Sarah had got the facts straight in her head but the facts were not the cause of her unease — they were the cause of her anger and frustration. Feelings of disquiet were associated with a question that arose from them. If she was right and McKirrop had been on the road to recovery, then what was she suggesting? That someone else had made a mistake? Or that someone... someone had deliberately murdered John McKirrop? The notion was just too ridiculous, but the question remained. She needed a scientific way of dealing with it.
The post-mortem on McKirrop would of course, define the extent of his injuries when they got round to doing it but the pathologist would probably be Hugh Carfax, a friend of Derek Logan. Not that she was suggesting that Carfax might be influenced by Logan’s notes and conclusions on the case but people were people and human nature was human nature. McKirrop had been a nobody; he hadn’t mattered in life. Why should society care about his death or more specifically, the exact cause of it?

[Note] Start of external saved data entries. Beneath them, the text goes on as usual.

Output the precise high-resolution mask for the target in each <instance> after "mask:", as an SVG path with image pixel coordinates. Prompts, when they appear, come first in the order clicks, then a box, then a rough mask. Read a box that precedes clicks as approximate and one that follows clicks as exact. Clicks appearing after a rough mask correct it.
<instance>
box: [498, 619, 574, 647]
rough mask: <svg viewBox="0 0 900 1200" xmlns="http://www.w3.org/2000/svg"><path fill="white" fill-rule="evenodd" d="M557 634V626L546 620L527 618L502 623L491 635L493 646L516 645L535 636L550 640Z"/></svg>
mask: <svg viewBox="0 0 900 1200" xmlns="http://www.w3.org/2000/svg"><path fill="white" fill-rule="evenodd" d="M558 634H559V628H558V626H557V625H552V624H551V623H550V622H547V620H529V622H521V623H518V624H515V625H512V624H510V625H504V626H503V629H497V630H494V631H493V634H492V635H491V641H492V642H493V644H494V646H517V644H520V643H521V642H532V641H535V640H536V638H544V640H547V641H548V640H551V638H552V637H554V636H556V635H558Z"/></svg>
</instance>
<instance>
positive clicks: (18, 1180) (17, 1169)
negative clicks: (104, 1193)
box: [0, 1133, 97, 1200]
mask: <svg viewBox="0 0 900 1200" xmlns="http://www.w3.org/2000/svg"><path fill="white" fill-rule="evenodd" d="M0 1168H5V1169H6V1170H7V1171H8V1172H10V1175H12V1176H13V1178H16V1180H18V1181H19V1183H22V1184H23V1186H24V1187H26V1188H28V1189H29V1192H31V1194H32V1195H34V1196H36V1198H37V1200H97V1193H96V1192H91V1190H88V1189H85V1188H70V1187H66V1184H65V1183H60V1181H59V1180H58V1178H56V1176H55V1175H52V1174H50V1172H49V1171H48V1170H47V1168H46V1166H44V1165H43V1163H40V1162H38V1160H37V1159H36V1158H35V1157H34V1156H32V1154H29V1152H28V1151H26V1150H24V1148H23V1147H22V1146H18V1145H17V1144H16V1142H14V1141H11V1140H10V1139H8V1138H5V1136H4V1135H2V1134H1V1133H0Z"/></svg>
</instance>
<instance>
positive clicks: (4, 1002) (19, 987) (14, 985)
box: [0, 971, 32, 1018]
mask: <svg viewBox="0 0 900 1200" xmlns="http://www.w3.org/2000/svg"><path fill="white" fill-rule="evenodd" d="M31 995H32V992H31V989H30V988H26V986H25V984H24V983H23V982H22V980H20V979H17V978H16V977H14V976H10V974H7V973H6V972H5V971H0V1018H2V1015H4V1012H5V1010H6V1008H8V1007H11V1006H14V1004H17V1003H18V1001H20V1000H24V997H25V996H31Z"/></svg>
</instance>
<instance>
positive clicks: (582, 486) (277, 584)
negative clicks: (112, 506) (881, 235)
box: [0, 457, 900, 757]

Sarah felt embarrassed at the cynicism she was displaying. She felt the need to be more positive but how? What could she do on her own? Suddenly she saw the crux of the matter. Tyndall had said that he doubted the unusual angle of McKirrop’s forehead would have been enough to protect him from serious brain damage. Logan had in effect confirmed this view by recording a flat line on the patient’s scan, indicating that McKirrop’s skull had been pushed back into his brain causing massive damage. Why didn’t she take a look?